J'étais dans un bar délabré et bruyant de Berlin, en train de discuter de 
choses intimes avec un ami. Mais à presque 7000 kilomètres de là, quelqu'un 
m'écoutait depuis son appartement à New York.

D'un simple SMS, cet espion avait activé à distance le micro de mon smartphone,
le transformant immédiatement en appareil d'écoute furtif. Cet exploit n'avait 
pas été rendu possible par un programme gouvernemental Top Secret ou par un 
bijou de technologie hors de prix.
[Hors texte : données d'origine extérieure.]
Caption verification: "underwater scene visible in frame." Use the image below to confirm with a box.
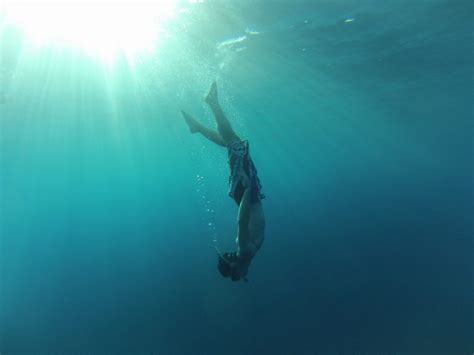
[0,0,474,355]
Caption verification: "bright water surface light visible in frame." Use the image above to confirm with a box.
[0,0,177,61]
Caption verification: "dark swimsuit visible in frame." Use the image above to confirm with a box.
[227,141,265,205]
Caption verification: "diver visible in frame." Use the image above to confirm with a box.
[181,81,265,281]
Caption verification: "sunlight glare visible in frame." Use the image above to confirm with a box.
[0,0,178,60]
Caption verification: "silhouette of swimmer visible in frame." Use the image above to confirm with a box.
[181,81,265,281]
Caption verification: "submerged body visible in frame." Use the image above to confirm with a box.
[182,82,265,281]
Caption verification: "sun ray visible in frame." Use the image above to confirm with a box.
[0,0,177,61]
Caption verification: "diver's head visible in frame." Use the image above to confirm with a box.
[217,253,241,281]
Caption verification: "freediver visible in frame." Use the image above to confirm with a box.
[181,81,265,281]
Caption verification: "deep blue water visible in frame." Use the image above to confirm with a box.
[0,0,474,355]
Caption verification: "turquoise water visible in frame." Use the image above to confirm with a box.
[0,0,474,354]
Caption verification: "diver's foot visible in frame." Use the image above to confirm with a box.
[204,80,217,106]
[181,110,199,133]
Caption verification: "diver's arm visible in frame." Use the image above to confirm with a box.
[237,188,251,258]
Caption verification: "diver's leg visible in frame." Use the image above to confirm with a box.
[181,110,227,147]
[205,81,240,144]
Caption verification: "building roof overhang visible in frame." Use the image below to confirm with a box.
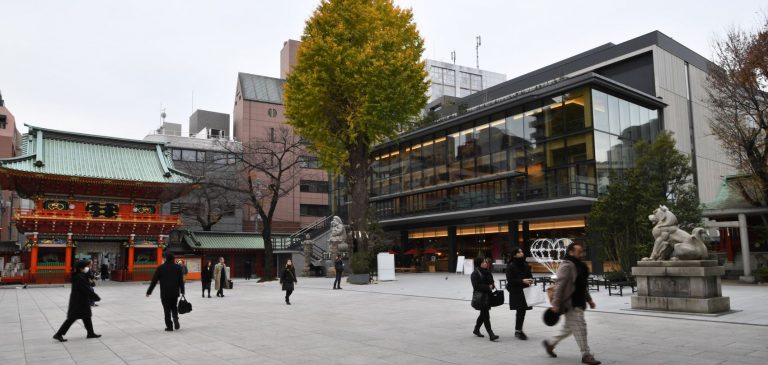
[373,72,667,150]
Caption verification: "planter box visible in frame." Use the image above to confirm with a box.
[347,274,371,285]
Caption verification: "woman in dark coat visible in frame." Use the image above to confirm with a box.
[280,259,298,305]
[53,260,101,342]
[470,257,499,341]
[200,260,213,298]
[507,248,533,340]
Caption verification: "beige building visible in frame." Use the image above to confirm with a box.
[0,94,21,242]
[233,40,330,233]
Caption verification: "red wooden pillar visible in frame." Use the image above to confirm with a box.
[128,234,136,274]
[29,232,38,274]
[64,233,72,276]
[157,235,165,266]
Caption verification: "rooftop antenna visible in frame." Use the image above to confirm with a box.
[475,36,482,70]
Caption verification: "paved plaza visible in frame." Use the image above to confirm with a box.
[0,274,768,365]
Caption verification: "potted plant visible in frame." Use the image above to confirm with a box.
[347,252,371,285]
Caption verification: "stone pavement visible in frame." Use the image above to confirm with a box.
[0,274,768,365]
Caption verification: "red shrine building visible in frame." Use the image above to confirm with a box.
[0,126,193,283]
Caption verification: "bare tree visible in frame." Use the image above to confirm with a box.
[707,19,768,206]
[177,156,245,231]
[216,127,308,280]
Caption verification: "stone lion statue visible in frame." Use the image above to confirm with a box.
[643,205,707,261]
[331,216,347,241]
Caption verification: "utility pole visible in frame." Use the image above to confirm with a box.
[475,36,481,70]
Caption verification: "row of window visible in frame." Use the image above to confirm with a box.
[370,87,661,196]
[372,163,598,217]
[299,204,331,217]
[170,148,237,165]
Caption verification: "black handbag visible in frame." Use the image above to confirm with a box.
[489,290,504,307]
[179,295,192,314]
[472,291,488,310]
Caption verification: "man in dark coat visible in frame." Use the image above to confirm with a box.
[147,252,184,332]
[243,261,253,280]
[507,248,533,340]
[53,260,101,342]
[333,255,344,289]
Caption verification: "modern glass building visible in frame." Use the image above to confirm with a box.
[370,32,728,271]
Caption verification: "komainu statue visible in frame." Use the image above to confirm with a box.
[643,205,708,261]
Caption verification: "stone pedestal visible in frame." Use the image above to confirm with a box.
[632,260,731,314]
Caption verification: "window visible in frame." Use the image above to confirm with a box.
[299,156,320,169]
[300,204,329,217]
[299,180,329,193]
[181,150,197,162]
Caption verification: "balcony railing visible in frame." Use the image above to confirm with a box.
[14,209,181,224]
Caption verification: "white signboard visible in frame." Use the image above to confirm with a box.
[376,252,395,281]
[456,256,464,274]
[464,259,475,275]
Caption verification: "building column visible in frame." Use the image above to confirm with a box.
[520,221,531,256]
[448,226,458,272]
[507,221,525,254]
[29,232,38,274]
[739,213,755,283]
[128,234,136,273]
[64,233,72,276]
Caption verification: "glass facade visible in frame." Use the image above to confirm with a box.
[370,86,661,218]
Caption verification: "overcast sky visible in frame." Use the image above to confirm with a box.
[0,0,768,139]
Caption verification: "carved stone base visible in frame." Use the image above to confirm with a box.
[632,260,731,313]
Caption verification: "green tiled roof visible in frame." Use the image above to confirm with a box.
[0,126,193,184]
[184,232,264,250]
[237,72,285,104]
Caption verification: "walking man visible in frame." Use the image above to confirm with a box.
[542,242,600,365]
[333,255,344,289]
[147,252,184,332]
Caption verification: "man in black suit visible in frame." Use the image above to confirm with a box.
[147,253,184,332]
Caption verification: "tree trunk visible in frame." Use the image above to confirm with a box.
[261,221,275,281]
[347,136,370,252]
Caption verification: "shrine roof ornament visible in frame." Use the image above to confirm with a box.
[0,125,194,184]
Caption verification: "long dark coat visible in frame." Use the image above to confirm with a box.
[469,268,494,310]
[200,265,213,286]
[507,258,533,310]
[280,266,298,290]
[67,272,101,319]
[147,261,184,299]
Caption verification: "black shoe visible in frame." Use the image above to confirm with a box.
[541,340,557,357]
[581,354,602,365]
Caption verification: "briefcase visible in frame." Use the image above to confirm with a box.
[489,290,504,307]
[179,295,192,314]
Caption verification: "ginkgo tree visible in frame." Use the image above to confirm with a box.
[284,0,429,251]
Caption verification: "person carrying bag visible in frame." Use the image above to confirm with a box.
[470,257,499,341]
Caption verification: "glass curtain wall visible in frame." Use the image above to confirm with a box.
[371,87,661,216]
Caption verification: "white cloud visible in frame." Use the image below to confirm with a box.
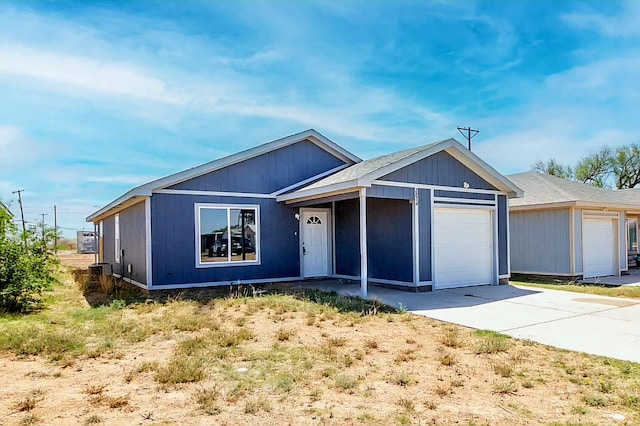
[0,43,189,105]
[562,0,640,37]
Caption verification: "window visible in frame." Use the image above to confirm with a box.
[113,213,120,263]
[196,204,260,267]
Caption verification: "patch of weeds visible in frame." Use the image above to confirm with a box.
[493,362,513,378]
[154,356,206,385]
[194,386,220,415]
[244,396,271,414]
[13,389,44,412]
[475,330,511,354]
[582,394,608,407]
[394,349,416,364]
[440,326,464,348]
[440,352,458,367]
[327,337,347,348]
[396,398,416,413]
[356,413,376,424]
[82,385,107,395]
[493,381,518,395]
[20,413,40,426]
[364,339,378,349]
[571,405,589,416]
[335,374,358,390]
[103,395,129,409]
[598,380,613,393]
[435,385,453,398]
[389,370,418,386]
[276,328,296,342]
[84,414,102,425]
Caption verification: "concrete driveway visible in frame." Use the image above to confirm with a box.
[304,282,640,362]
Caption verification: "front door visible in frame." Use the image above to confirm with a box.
[300,210,329,278]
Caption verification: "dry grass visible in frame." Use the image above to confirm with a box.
[0,270,640,425]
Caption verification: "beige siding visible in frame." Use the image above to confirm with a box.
[509,209,572,275]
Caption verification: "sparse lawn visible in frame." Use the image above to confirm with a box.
[0,264,640,425]
[509,277,640,299]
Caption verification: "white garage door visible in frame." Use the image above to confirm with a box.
[582,218,616,278]
[433,208,494,288]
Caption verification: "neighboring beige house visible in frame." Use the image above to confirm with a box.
[507,172,640,278]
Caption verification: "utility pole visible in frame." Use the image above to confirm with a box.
[53,204,58,253]
[458,126,480,151]
[40,213,47,241]
[12,189,27,247]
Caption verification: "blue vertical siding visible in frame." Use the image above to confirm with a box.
[169,140,345,194]
[418,189,433,281]
[335,198,360,276]
[151,194,300,287]
[498,195,510,275]
[367,198,413,282]
[113,201,147,284]
[380,151,495,189]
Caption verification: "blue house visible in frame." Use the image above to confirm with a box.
[87,130,522,295]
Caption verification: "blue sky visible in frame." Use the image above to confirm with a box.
[0,0,640,236]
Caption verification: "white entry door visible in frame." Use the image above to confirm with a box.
[582,218,616,278]
[433,208,495,289]
[300,210,329,277]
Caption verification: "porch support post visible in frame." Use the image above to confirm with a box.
[411,188,420,287]
[360,188,368,298]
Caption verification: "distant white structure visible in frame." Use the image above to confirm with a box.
[78,231,98,254]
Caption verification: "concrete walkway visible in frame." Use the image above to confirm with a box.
[304,281,640,362]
En vérité, n'importe qui peut faire la même 
chose pour à peine 150€.

Bienvenue dans l'industrie sauvage des outils d'espionnage en vente libre - de 
puissants logiciels malveillants pour ordinateurs et téléphones mobiles que les
compagnons jaloux, les concurrents ou les policiers véreux peuvent acheter sur 
Internet.

"Selon le prix que vous y mettez, vous pouvez vous retrouver avec un appareil 
qui fonctionne moyennement, ou quelque chose d'extrêmement puissant", m'a 
expliqué mar téléphone Yalkin Demirkaya, président de Cyber Diligence et 
enquêteur, qui a travaillé sur des affaires impliquant ce type de logiciels. 
Demirkaya a déjà entendu parler de cabinets d'avocats qui utilisaient des 
outils d'espionnage pour voler des informations sensibles à d'autres cabinets, 
et il a déjà traité une vingtaine de cas dans lesquels il était question 
d'outils d'espionnage en vente libre, sur ordinateur ou sur mobile.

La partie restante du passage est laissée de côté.